Annual Shorebird Festival at Jamaica Bay Wildlife Refuge

I have spent the week scouting the East Pond at Jamaica Bay Wildlife Refuge, Queens NY in preparing for the annual Shorebird Festival. This event, now in its 9th year, features presentations by the event organizers, Kevin Karlson (co-author of the Shorebird Guide and renowned photographer), Lloyd Spitalnik (author and renowned photographer) and Don Riepe of the American Littoral Society NE Chapter. Other guests speakers sometimes include representatives of NYCA (New York City Audubon) and NPS (National Park Service). It is often a fun packed day with walks led by many of the sharpest minds in the New York birding community. With names like Tom Burke, Steve Walter, Peter Post, Adrian Binns, Scott Whittle, Doug Gochfeld and Shane Blodgett to name a few leaders from past events, attendees are sure to learn a lot about shorebirds. Lest you forget, the organizers themselves lead walks, often drawing the largest crowds.

Western Sandpiper Foreground (R); Semipalmated Sandpiper Background (L)
While I don't know all the leaders lined up for this year's event, some of the names I mentioned plus I am sure other talented individuals will be there to lead, will surely provide an excellent experience for all level of shorebirders. What about the birds? Well, shorebirds have been hard to come by on the East Pond recently but I am pleased to share that there was a small uptick in numbers today (8-22-2014) as I scouted the pond this morning. The increase in numbers were not huge by any means but going from 16 Short-billed Dowitchers to 76 is an improvement.  There was a bump in other species as well, notably in Semipalmated Sandpipers.

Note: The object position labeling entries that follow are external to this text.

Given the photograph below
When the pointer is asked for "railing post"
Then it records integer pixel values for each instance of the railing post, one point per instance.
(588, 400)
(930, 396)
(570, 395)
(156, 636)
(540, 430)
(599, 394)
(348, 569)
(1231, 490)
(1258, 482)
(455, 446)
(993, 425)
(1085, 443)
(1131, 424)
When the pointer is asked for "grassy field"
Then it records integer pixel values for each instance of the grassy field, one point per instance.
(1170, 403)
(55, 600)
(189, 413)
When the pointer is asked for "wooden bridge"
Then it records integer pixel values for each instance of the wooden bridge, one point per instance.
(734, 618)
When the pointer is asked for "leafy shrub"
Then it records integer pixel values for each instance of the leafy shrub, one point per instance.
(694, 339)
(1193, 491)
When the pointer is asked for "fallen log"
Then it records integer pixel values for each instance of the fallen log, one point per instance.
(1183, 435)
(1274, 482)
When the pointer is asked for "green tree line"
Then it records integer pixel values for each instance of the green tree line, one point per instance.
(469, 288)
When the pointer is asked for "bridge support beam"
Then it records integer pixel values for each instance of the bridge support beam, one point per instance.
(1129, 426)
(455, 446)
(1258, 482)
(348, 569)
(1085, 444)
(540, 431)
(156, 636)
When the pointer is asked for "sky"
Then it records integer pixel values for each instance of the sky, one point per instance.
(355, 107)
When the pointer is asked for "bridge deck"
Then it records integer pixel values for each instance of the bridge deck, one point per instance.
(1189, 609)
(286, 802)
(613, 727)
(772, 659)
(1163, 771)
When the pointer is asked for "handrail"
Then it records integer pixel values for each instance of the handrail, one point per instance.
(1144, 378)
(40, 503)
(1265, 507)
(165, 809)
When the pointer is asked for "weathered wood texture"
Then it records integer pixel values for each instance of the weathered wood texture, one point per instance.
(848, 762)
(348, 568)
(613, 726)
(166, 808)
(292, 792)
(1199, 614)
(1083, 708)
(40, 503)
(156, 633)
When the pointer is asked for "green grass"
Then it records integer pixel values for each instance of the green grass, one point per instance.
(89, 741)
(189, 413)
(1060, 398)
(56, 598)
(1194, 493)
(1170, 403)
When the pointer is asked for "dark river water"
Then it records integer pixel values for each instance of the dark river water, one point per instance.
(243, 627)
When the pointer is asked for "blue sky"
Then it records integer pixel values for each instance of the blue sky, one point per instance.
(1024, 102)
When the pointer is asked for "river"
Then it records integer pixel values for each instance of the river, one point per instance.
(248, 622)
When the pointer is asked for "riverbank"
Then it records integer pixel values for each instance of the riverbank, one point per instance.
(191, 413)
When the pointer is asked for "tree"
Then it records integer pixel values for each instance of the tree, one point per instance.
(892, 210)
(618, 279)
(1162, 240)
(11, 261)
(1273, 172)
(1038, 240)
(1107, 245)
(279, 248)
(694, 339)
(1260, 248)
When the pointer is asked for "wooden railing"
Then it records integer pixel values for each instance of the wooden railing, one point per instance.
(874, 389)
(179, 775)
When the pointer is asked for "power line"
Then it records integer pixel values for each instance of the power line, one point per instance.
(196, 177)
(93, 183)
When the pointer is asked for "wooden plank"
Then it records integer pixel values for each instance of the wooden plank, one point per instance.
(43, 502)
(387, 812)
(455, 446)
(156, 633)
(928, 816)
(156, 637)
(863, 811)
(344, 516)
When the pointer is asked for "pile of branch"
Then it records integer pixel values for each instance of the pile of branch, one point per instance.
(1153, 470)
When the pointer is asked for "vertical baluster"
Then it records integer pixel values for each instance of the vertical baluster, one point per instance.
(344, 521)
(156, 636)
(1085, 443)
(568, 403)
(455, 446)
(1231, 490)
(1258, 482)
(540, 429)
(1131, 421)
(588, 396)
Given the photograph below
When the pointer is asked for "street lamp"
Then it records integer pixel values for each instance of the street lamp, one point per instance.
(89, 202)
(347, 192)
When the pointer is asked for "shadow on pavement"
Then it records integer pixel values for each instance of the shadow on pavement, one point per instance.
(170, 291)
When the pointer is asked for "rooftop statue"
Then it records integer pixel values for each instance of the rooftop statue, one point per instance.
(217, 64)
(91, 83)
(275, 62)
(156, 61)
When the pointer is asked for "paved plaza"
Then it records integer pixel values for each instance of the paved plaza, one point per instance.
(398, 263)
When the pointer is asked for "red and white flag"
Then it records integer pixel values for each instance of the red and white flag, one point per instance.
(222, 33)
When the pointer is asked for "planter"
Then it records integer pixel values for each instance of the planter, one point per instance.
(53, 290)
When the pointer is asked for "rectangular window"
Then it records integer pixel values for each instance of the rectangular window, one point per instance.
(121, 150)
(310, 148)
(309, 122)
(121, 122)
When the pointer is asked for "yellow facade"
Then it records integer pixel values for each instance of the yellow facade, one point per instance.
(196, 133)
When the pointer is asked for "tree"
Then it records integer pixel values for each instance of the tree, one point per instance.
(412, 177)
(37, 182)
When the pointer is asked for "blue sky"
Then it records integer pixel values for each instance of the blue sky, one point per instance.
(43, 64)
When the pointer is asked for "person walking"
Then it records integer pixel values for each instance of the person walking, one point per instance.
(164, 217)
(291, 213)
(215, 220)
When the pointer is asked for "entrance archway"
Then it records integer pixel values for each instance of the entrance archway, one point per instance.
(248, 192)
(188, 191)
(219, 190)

With the recent comings and goings of shorebirds on the East Pond, I have decided in this post, to list the birds that are possible to see tomorrow during the walks on the pond as well as some tips on preparation and how to bird the pond itself.

Juvenile Least Sandpiper with interesting molt on a few scapular feathers.
Here are the list of shorebirds that I have seen as recently as today on the pond.

Least Sandpiper (adults and juveniles)
Semipalmated Sandpiper (adults and juveniles)
WESTERN SANDPIPER (only juveniles most recently)
White-rumped Sandpiper (adults only)
Stilt Sandpiper (adults only)
Spotted Sandpiper (juveniles only)
Black-belied Plover (adult and juveniles)
Semipalmated Plover (adult and juveniles)
Greater Yellowlegs (adult and juveniles)
Lesser Yellowlegs (adult and juveniles)
Ruddy Turnstone (adults see occasionally seen yesterday but not today)
Red Knot (adults and juveniles seen occasionally only one seen today)
Short-billed Dowitcher (adults and juveniles)
MARBLED GODWIT (adult found yesterday and seen again today)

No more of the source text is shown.